Monday, September 28, 2009

Why Poetry?

I've been having a hard time thinking about what to write this week. We talked about some great things, but I just wasn't feeling a particular one...do you know what I mean? Haha. But then I thought back to a completely different class last week. I'm taking Introduction to British Literature with Dr. Stutz this semester, and it is an incredible class. I have it right after Honors Lit on Tuesdays and Thursdays. So I walked into class last week...after we've been reading poetry all class in Honors...and guess what we're reading in British Lit. Poetry. Go figure. I'm not going to lie - poetry is not my strong point. But between the two classes, I learned something...something so important.

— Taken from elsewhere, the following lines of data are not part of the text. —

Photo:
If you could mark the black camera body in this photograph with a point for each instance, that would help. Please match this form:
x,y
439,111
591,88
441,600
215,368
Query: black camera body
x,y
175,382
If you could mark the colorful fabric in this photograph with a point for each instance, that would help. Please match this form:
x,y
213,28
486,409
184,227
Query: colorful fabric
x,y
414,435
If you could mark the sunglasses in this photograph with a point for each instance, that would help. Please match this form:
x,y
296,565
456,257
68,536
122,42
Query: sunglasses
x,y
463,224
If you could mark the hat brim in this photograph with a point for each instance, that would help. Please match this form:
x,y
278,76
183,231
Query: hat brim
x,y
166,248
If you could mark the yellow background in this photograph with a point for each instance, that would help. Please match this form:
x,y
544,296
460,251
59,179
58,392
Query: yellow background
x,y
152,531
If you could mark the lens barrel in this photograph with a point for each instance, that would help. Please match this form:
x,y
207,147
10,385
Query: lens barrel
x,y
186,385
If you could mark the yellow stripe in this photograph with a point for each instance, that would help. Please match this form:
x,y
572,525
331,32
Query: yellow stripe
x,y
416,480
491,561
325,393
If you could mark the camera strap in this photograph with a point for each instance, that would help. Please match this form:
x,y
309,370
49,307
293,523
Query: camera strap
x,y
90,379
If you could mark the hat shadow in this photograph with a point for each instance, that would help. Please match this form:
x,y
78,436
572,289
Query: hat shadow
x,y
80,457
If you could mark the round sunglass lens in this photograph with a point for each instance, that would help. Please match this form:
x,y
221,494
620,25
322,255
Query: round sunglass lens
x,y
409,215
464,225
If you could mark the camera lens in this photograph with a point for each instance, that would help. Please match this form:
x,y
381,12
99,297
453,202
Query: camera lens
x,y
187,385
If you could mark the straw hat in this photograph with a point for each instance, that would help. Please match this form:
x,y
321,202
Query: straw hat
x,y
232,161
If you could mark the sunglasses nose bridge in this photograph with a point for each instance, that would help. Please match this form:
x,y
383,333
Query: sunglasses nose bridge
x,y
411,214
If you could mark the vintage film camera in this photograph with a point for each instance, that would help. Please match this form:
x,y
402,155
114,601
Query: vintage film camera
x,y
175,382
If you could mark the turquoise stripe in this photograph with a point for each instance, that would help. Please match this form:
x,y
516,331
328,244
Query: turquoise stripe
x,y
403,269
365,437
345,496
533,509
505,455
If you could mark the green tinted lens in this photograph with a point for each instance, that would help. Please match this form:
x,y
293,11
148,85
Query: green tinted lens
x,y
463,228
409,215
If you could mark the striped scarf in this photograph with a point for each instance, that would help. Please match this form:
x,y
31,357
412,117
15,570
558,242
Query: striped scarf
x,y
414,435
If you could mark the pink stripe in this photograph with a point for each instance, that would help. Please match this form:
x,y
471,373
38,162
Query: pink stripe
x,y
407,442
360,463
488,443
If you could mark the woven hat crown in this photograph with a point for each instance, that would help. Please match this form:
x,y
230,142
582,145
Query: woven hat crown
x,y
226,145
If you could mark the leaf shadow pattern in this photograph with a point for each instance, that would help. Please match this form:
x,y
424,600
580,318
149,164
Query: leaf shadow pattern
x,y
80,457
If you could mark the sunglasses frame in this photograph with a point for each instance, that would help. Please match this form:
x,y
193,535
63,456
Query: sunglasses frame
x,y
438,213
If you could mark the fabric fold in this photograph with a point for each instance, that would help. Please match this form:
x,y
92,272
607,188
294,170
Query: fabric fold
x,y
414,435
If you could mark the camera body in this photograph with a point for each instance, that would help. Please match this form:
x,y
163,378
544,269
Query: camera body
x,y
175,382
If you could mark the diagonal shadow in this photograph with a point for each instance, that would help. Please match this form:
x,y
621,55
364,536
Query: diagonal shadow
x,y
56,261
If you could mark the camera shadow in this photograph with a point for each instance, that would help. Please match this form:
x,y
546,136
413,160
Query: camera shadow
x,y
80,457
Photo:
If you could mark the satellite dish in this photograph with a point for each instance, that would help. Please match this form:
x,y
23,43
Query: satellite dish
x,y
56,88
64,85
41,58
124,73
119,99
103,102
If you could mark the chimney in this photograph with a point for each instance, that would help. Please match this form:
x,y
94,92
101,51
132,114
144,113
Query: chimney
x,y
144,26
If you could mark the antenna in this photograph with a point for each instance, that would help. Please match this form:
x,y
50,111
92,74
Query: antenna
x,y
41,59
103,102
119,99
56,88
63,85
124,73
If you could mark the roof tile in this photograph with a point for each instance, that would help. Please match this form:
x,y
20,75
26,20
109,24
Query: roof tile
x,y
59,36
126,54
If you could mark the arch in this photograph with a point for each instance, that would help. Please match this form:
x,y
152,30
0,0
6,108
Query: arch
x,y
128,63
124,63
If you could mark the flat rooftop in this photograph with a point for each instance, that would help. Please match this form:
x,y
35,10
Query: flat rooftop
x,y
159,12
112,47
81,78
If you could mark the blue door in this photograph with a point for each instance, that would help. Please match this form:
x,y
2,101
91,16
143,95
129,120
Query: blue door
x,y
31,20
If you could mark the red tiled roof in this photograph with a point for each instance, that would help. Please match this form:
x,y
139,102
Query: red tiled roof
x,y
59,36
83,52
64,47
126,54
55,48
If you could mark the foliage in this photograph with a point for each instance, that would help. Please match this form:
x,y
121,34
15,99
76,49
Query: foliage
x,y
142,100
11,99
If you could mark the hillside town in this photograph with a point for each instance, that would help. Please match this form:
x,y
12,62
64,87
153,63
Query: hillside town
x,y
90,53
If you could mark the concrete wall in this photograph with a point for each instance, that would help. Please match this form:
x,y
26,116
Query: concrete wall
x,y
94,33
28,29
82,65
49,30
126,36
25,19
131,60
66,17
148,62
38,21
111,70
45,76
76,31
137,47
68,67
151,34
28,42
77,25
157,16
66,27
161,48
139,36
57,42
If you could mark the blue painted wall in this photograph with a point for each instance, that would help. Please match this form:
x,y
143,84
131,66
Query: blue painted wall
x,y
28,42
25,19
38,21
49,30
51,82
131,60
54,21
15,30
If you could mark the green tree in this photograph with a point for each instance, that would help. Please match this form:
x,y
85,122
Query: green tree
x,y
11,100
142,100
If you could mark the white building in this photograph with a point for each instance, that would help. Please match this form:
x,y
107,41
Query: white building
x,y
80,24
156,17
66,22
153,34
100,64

Dr. Abernathy brought up what poetry is - it's place in the "circle" of literature. Dr. Stutz asked us "what exactly is poetry?" I couldn't find the answer! It thoroughly frustrated me. But I think I'm on the right track to the answer now, after reading Sir Philip Sidney's Apology for Poetry. Between that and Dr. Abernathy explanation, some dots are starting to connect.

Poetry aggravates me sometimes. It bothers me that I have to read the same thing over and over and over again to get the meaning - or even a possible meaning! Why not just tell it in a story? But that's the point! To quote Dr. Abernathy, "It''s when you want to skip that word or line that you need to go back and search it out." The poet and the writer of prose can both powerfully represent Truth. But perhaps the way the poet presents the Truth is what makes it so confounding...and so beautiful once it is understood. The poet limits his language; he uses rhyme and rhythm to surround his message and symbolism to display it in a new light. The poet can say the same thing - the same Truth - in fewer words. It seems to me that it is like a treasure. A person could run aground on an island and find a heap of gold and jewels on the shore. But what if he ran aground, found a cave, and inside it was a huge chest that was locked. What if he searched the entire island for they key, or for some way to open it...and when he did, the treasure itself was of no more value than the treasure on the shore. But to him, it was even more precious because of the process it took him to discover it. It was locked and hidden from him, which made him desire even more strongly to open it. Dr. Abernathy used a phrase Thursday referring to a line in Coleridge, "forbidding something in order to excite desire." Perhaps that what a poet does...writes his words differently...conceals them in a chest...encloses them from the obvious...forbids us from knowing the Truth easily...hiding the key so that we have to search for it...making the treasure all the more beautiful after the journey to open the chest.